This repository showcases multiple linear regression on the data set to predict the rented bike count. Gradient descent algorithm with the batch update is implemented to study the effects of the hyper parameters such as learning rate and threshold on the residuals, R - squared value, and nature of convergence on the test and training sets.
Gradient descent is a first-order optimization algorithm used to find local minima or maxima. In multiple linear regression,a cost function (J) is defined over the predicted values (yᶺ) and the actual values (y) from a data set as follows
J(β0, β1) = (1/2m) x ∑(yᶺ(i) – y(i))2
Where β0 and β1 are the coefficients that are updated in an iteration to converge to a local minimum of the cost function. For multiple linear regression, multiple coefficients can be updated in one iteration and this is called batch update.
Currently, Rental bikes are introduced in many urban cities for the enhancement of mobility comfort. It is important to make the rental bike available and accessible to the public at the right time as it lessens the waiting time. Eventually, providing the city with a stable supply of rental bikes becomes a major concern. The crucial part is the prediction of the bike count required at each hour for the stable supply of rental bikes. The dataset contains weather information (Temperature, Humidity, Windspeed, Visibility, Dewpoint, Solar radiation, Snowfall, Rainfall), the number of bikes rented per hour, and date information.
The multi-linear regression experiments are implemented in Python and executed in a jupyter notebook.
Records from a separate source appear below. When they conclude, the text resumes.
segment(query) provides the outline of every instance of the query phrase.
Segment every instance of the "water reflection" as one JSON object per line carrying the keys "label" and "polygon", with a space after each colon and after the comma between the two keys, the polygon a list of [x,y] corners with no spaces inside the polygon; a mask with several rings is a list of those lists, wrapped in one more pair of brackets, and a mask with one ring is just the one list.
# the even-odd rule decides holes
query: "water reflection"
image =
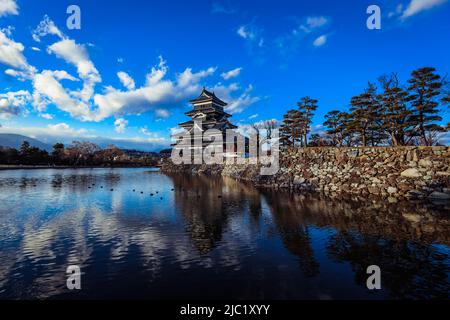
{"label": "water reflection", "polygon": [[[444,204],[146,169],[0,172],[0,298],[448,298]],[[65,288],[80,265],[83,290]],[[381,267],[383,290],[365,288]],[[213,284],[213,285],[211,285]]]}

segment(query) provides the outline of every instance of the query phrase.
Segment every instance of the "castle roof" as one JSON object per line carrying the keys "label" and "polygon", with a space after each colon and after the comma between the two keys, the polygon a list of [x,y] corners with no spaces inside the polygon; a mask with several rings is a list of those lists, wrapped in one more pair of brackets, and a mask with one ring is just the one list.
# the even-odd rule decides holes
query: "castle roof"
{"label": "castle roof", "polygon": [[226,106],[227,103],[217,98],[217,96],[214,94],[214,92],[208,91],[205,88],[203,88],[202,93],[197,98],[189,101],[191,104],[198,104],[202,102],[214,102],[215,104],[218,104],[219,106]]}

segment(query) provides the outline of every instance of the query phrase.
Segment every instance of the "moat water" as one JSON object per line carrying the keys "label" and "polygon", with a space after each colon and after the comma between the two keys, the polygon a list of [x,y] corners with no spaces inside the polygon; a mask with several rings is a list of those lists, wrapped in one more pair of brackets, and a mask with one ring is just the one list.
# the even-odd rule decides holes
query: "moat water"
{"label": "moat water", "polygon": [[448,299],[449,211],[149,169],[0,171],[0,299]]}

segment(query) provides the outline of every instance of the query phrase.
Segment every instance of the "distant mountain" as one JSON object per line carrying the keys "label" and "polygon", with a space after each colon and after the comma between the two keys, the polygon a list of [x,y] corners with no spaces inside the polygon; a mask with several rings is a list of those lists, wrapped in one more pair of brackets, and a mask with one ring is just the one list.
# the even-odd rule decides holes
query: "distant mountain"
{"label": "distant mountain", "polygon": [[52,151],[53,147],[39,140],[22,136],[20,134],[0,133],[0,146],[19,149],[22,142],[28,141],[31,146],[39,149]]}

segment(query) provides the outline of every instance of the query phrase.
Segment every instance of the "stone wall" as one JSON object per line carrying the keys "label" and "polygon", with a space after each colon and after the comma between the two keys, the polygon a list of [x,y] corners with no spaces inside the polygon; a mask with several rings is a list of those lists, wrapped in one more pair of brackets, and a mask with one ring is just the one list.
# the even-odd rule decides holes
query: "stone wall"
{"label": "stone wall", "polygon": [[222,174],[261,187],[391,199],[450,201],[450,147],[306,148],[284,151],[274,176],[254,165],[166,165],[163,171]]}

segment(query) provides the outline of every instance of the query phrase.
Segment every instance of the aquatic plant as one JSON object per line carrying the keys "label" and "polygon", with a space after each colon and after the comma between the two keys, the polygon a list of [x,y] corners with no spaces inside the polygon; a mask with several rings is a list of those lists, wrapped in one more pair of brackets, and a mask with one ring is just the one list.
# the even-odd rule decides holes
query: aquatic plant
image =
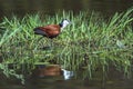
{"label": "aquatic plant", "polygon": [[[105,72],[110,66],[130,76],[133,59],[133,9],[115,13],[110,19],[96,12],[72,11],[59,12],[55,16],[27,14],[22,19],[3,18],[0,23],[0,47],[3,61],[0,65],[13,63],[13,70],[32,70],[37,62],[59,63],[73,71],[88,71],[92,77],[96,69]],[[49,49],[50,40],[33,33],[33,28],[49,23],[59,23],[63,18],[72,24],[55,39]]]}

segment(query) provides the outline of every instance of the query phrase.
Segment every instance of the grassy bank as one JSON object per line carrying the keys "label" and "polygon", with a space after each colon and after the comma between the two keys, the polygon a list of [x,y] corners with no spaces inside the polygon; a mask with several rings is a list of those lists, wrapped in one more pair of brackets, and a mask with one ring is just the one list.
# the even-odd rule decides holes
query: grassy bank
{"label": "grassy bank", "polygon": [[[92,77],[95,69],[103,72],[110,66],[125,75],[131,73],[133,60],[133,9],[115,13],[109,19],[100,14],[85,11],[73,14],[59,12],[55,16],[27,14],[22,19],[3,18],[0,23],[1,69],[7,63],[14,63],[13,70],[33,69],[34,63],[59,63],[65,69],[88,71]],[[33,28],[49,23],[59,23],[62,19],[70,19],[72,24],[52,40],[52,49],[44,49],[50,40],[33,33]],[[8,70],[8,69],[7,69]]]}

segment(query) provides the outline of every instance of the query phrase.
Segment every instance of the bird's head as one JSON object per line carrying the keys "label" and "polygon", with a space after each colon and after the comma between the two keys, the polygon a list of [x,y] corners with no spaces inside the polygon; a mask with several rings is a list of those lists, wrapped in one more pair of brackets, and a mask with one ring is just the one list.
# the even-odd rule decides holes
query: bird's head
{"label": "bird's head", "polygon": [[61,29],[65,28],[68,24],[70,24],[71,22],[68,19],[63,19],[61,21],[61,23],[59,23],[59,26],[61,27]]}

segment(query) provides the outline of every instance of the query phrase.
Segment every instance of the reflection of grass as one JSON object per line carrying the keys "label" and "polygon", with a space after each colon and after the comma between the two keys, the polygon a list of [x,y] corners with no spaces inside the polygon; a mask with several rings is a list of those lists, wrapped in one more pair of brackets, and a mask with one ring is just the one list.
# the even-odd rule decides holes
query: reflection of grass
{"label": "reflection of grass", "polygon": [[[104,20],[95,12],[58,13],[55,17],[39,14],[25,16],[23,19],[12,17],[4,18],[0,27],[0,47],[4,65],[13,62],[30,65],[34,62],[60,63],[62,67],[79,70],[84,67],[91,76],[96,68],[106,71],[110,65],[129,73],[133,59],[133,28],[131,13],[133,9],[123,13],[115,13],[109,20]],[[55,39],[52,49],[41,50],[49,46],[47,38],[34,36],[33,28],[49,23],[59,23],[63,18],[72,21],[72,24]],[[124,47],[116,43],[119,41]],[[35,49],[35,50],[34,50]],[[32,66],[31,66],[32,65]],[[18,69],[21,67],[18,67]]]}

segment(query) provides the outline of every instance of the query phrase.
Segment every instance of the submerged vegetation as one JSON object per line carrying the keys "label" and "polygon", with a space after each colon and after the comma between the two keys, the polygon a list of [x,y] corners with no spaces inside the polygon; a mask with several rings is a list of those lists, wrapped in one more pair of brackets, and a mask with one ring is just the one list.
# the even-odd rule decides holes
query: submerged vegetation
{"label": "submerged vegetation", "polygon": [[[133,60],[133,9],[115,13],[110,19],[96,12],[81,11],[79,14],[59,12],[55,16],[27,14],[22,19],[13,16],[0,23],[0,69],[16,76],[34,69],[39,62],[58,63],[73,71],[84,70],[92,77],[96,69],[105,72],[110,67],[131,76]],[[55,39],[49,49],[50,39],[33,33],[33,28],[59,23],[70,19],[72,24]],[[48,49],[47,49],[48,48]],[[13,63],[13,70],[8,67]],[[18,77],[18,76],[17,76]],[[18,77],[19,78],[19,77]]]}

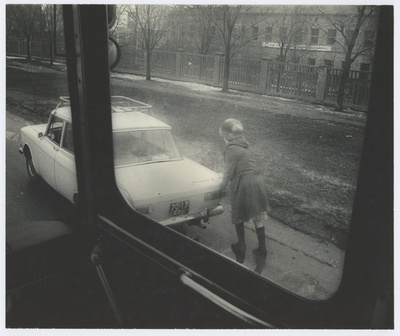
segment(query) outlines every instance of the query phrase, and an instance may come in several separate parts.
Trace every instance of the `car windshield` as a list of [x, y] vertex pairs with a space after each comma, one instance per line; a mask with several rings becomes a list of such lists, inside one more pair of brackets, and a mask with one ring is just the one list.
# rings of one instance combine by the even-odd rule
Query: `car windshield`
[[168, 129], [114, 132], [113, 141], [117, 167], [181, 158]]

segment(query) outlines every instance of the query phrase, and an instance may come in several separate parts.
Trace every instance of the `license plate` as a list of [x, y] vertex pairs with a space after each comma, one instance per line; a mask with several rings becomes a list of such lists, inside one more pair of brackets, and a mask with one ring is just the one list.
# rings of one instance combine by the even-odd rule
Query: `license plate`
[[189, 201], [181, 201], [171, 203], [169, 207], [169, 213], [172, 216], [185, 215], [189, 212]]

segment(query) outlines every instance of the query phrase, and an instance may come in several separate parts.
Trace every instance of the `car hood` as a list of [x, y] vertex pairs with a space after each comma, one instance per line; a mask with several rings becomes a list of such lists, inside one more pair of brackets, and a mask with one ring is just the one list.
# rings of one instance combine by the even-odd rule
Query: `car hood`
[[135, 207], [219, 190], [221, 182], [220, 174], [188, 158], [116, 167], [115, 175]]

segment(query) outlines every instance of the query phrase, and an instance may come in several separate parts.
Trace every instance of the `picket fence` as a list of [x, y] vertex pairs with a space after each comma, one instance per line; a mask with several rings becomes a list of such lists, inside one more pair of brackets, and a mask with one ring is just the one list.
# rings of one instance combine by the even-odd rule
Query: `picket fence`
[[[60, 46], [59, 48], [62, 48]], [[49, 59], [46, 42], [32, 42], [32, 57]], [[26, 43], [7, 41], [7, 55], [26, 55]], [[146, 72], [146, 51], [123, 50], [116, 71], [143, 75]], [[154, 50], [151, 55], [151, 74], [167, 79], [222, 86], [224, 55], [201, 55], [183, 50]], [[270, 96], [281, 96], [334, 104], [342, 70], [273, 60], [233, 58], [230, 64], [229, 88]], [[371, 73], [351, 70], [344, 93], [344, 105], [365, 109], [368, 106]]]

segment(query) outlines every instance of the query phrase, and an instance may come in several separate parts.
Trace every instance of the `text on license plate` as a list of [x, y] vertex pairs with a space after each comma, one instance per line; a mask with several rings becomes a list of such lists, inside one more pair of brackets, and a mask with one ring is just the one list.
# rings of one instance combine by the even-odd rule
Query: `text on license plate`
[[189, 203], [189, 201], [171, 203], [171, 206], [169, 207], [169, 213], [172, 216], [187, 214], [189, 212]]

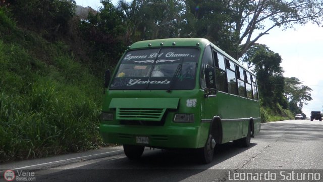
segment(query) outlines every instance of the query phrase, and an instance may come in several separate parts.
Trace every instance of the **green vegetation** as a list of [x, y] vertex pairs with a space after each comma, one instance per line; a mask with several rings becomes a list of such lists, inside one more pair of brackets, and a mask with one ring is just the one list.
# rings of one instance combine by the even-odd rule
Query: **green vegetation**
[[5, 13], [0, 9], [0, 161], [102, 145], [100, 78], [65, 43], [18, 28]]
[[[245, 61], [257, 73], [263, 122], [291, 118], [311, 99], [297, 78], [284, 82], [278, 54], [252, 47], [273, 27], [320, 24], [318, 1], [101, 3], [84, 20], [73, 0], [0, 1], [0, 161], [105, 145], [98, 129], [102, 75], [126, 46], [143, 39], [205, 37], [234, 58], [262, 59]], [[263, 33], [251, 39], [257, 30]]]

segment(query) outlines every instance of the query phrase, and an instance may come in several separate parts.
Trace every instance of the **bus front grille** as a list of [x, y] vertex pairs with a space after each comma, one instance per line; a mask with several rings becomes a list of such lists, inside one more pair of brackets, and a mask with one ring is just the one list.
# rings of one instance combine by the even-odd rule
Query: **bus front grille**
[[166, 109], [117, 108], [117, 119], [160, 121]]

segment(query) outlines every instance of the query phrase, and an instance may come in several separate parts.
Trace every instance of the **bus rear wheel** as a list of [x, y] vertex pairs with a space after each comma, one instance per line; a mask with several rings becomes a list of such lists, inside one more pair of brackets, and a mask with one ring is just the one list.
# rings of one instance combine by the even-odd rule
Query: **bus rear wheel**
[[140, 158], [145, 146], [133, 145], [124, 145], [123, 151], [126, 156], [130, 159], [137, 159]]
[[247, 133], [247, 136], [242, 139], [233, 141], [233, 144], [238, 147], [249, 147], [250, 146], [250, 140], [251, 139], [251, 126], [250, 125], [250, 123], [249, 123], [248, 133]]
[[204, 147], [198, 149], [199, 161], [203, 164], [210, 163], [213, 159], [215, 146], [216, 141], [212, 136], [212, 135], [209, 134]]

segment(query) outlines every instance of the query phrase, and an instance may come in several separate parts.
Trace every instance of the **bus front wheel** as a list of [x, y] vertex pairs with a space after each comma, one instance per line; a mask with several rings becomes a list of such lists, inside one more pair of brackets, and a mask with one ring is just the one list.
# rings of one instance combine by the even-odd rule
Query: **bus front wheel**
[[130, 159], [137, 159], [140, 158], [145, 146], [136, 146], [133, 145], [124, 145], [123, 151], [126, 156]]
[[212, 135], [209, 134], [204, 147], [198, 149], [198, 156], [201, 162], [203, 164], [208, 164], [212, 161], [216, 141]]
The Seoul bike share data is stored in a CSV (comma-separated value) file which can be read by Pandas, which is a fast, powerful, flexible, and easy-to-use open-source data analysis and manipulation tool, built on top of the Numpy, which is another python package for handling numerical matrix computations. Matplotlib and seaborn are python plotting libraries and provided an object-oriented API for generating plots. The following steps are executed for this study
The dataset consists of 8760 entries and 14 columns of which the Rented Bike count is the target (dependent variable) which needs to be predicted given features such as an hour of the day, Humidity, and temperature, etc. The rented bike count data is highly skewed and might need a log transformation for better results. The dataset has both numerical and categorical variables. The table below describes the summary of the range of values in the continuous variables.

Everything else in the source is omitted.